1. Bullion- This may be coins, bars, or other physical forms of the metal. This is the only form that allows you to gain a tangible asset, one that will always have intrinsic value. For some the added security and storage concerns may be a disadvantage, but for others these are not a big deal.
2. Mining Stocks- These are shares in companies that are engaged in the development, exploration, production, and refining of the precious metal. There are some well known companies in this area, and others who may be relative newcomers may be very promising as well. Often several companies of varying sizes and histories may be chosen for diversification, so that the risks are lowered considerably.

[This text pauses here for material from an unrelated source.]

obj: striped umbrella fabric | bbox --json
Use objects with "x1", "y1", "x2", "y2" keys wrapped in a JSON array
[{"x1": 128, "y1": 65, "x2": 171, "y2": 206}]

3. Mutual Funds- This type of vehicle allows you to gain part of a completed portfolio with a single outlay of capital. Some of these specialize in the precious metal sector while others may be less specific and more rounded instead. This can allow you to obtain a wide variety of holdings for a small initial amount, with a single transaction instead of many.
4. Gold ETNs- These are exchange traded notes, and they are somewhat similar to ETFs as far as trading is concerned but they are very different in other ways. These can be very risky, and they are outside the acceptable risk level of many individuals. Your capital is used by a bank for the specified time, and when the note matures you get a return that is performance based.
5. ETFs- These are similar to mutual funds but they are traded on the major exchanges whenever trading is allowed. This eliminates some of the drawbacks that are found with regular funds, and you still get a variety of holdings for a single share price.
6. Futures- This involves a contract for a specific commodity, in this case gold. The contract will specify the exact commodity, the price, the cost of this option, and the date when the transaction will occur.
7. Accounts- These accounts may be simple or complex, and while they are based on the bullion you do not have to take possession of the ore. An area of concern is that if you do not receive the product you do not know for a fact that it actually exists. There have been scams in the past where there was not any bullion involved, and investors were simply paying money to the individual who was running the fraud.
8. Jewelry- While jewelry is a more expensive form of this bullion because of the work involved it should be considered an investment as well as an asset and decorative item. Pieces which are antique and that were inherited may have gained considerably over the years.